Arts >> Kunst und Unterhaltung >  >> Musik >> Musikinstrumente

Wie ist die E-Gitarre entstanden?

Ursprünge:Akustikgitarren-Modifikationen

Die Wurzeln der E-Gitarre reichen bis in die 1930er Jahre zurück, als Musiker und Erfinder begannen, mit Möglichkeiten zu experimentieren, den Klang akustischer Gitarren zu verstärken. Obwohl Akustikgitarren wegen ihres natürlichen Klangs und ihrer Resonanz geschätzt werden, hatten sie oft Schwierigkeiten, gehört zu werden, insbesondere in großen Veranstaltungsorten.

Frühe Bemühungen:Elektromagnetische Tonabnehmer

Ein großer Durchbruch gelang mit der Entwicklung elektromagnetischer Tonabnehmer.
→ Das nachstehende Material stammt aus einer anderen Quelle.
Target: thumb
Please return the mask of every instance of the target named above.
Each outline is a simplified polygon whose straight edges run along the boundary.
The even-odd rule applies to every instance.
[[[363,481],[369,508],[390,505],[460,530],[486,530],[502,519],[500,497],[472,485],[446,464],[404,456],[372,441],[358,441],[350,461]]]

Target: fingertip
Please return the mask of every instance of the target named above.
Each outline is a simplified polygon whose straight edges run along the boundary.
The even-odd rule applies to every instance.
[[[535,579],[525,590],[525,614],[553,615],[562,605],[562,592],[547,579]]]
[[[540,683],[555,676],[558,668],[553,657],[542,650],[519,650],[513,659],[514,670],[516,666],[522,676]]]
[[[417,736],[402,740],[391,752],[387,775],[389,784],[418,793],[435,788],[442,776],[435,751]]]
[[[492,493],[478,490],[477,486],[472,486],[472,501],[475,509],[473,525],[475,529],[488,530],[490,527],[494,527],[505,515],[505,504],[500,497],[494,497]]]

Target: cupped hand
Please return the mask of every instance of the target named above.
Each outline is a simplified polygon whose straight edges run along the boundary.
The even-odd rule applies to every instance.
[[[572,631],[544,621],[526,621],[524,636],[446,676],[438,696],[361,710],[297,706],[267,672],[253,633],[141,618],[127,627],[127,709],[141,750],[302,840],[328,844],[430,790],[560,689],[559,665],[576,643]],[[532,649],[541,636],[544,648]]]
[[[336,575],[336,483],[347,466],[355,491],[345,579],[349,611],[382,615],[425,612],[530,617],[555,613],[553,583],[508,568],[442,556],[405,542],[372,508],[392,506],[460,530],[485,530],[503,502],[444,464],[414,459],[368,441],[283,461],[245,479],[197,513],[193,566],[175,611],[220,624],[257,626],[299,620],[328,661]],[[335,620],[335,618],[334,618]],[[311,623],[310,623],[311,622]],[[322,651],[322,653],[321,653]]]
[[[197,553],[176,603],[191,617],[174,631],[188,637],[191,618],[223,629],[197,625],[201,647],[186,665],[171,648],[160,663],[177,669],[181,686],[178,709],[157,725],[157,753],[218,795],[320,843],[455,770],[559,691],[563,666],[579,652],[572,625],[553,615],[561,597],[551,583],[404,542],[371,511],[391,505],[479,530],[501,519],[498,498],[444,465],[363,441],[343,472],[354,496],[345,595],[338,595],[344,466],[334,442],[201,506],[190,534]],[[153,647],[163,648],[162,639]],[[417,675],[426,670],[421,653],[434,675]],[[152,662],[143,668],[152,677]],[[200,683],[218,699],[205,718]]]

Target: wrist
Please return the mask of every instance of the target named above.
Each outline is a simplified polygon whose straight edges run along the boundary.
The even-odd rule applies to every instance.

Ein Tonabnehmer besteht aus einem Magneten, der mit einer Drahtspule umwickelt ist. Wenn eine Metallsaite in der Nähe des Tonabnehmers vibriert, erzeugt sie ein schwankendes Magnetfeld, das einen entsprechenden elektrischen Strom in der Spule induziert. Dieses schwache elektrische Signal kann dann verstärkt und an einen Lautsprecher gesendet werden.

George Beauchamp und die Bratpfannengitarre

Im Jahr 1931 schuf ein Gitarrist namens George Beauchamp zusammen mit seinem Partner Adolph Rickenbacker eine der ersten kommerziell erhältlichen E-Gitarren, die im Volksmund als „Frying Pan“-Gitarre bekannt ist. Die Bratpfanne verfügte über einen einzelnen elektromagnetischen Tonabnehmer, der an einem Metallresonatorkegel montiert war, was die Klangprojektion verbesserte.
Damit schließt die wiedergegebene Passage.